My hope for our children was that we would run out of fossil fuels before they became of age. But then Carly turned 14 and the gas stations were still pumping petrol like it was going out of style. There went that idea.
But then a new diversion became available. In a community where the unemployment rate is about 10% and the underemployment rate is approximately 62.4%, we have not a single person in Salmon who will teach the state sanctioned pre-requisite drivers education class. Well, that’s not exactly true…through the Idaho Digital Learning Academy, young people can do the book work via an online course, but neither a school employee nor the general entrepreneurial public will actually get in the car with the students for the practicum part of the class.
When I was a young person and candy bars were a nickel, we could actually get our Idaho driver’s license at age 14, but we were not permitted to drive at night until age 16, which is totally backward because during the day you can see that you are sharing the road with a teenage driver which may cause you to panic and swerve off the road. My driver’s education instructor was a nice Mormon math teacher who had so many kids of his own and had been teaching so long that he could very adeptly go to some quiet secret place in his head and be completely oblivious to his surroundings. This was truly a blessing when Kellee Metier was practicing her cruising speed on I-84 between Mountain Home and Hammett and decided that it would be morally wrong to run over a whistle pig. So I’ve recently found out that outside of Mountain Home, people refer to whistle pigs as the Townsend Ground Squirrel. They look like this….
except in the spring and summer when they engage in the squirrel version of Running with the Bulls on the interstate and look more like this…
Mr. Gibbons shook himself out of his trance as our Chrysler sedan fishtailed on first one lane and then the next. He ordered Kellee to pull over on the shoulder where we all got a brief lecture on the inadvisability of swerving to miss wildlife, especially small rodent wildlife, when one was sharing the road with 18 wheelers. I quietly lectured myself on the inadvisability of wearing pastel-colored shorts when Kellee Metier was practicing cruising speeds on the interstate.
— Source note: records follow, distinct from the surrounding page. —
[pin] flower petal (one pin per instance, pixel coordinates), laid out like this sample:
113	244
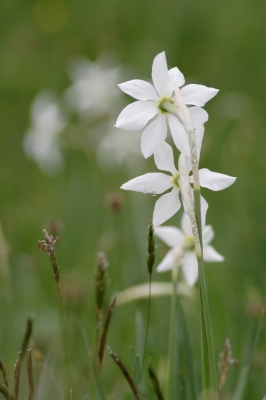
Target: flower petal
154	134
179	135
164	158
160	76
153	183
170	235
214	180
197	95
167	263
165	207
199	116
211	255
176	76
207	235
136	115
139	89
186	225
190	267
When we did get our licenses, our problems were compounded by the popularity of the hit show Dukes of Hazzard.
Even if you did not own a 1969 Dodge Charger and instead were borrowing your dad’s 1969 Volkswagen Beetle, you were almost required by law to stop on any given dirt road using only your emergency brake. Given the recent (I say 2005 is recent) remake of Dukes of Hazzard into a major motion picture AND the emergence of Texting, I would venture to say that teenage driving is now 7,000 times more dangerous now than during the Interstate 84 World Whistle Pig Expo.
The inherent limits on rural educational opportunties have never felt better.
I don’t get it–you’re supposed to learn to drive? Hm. I had a feeling all those other drivers were in on something. Thank God they let you drink, at least.
Love, Anonymous
Next time you write of Townsend Ground squirrels keep in mind their binomial:
Spermophilus townsendii
Even more to work with…
I love the your blog, keep it going!!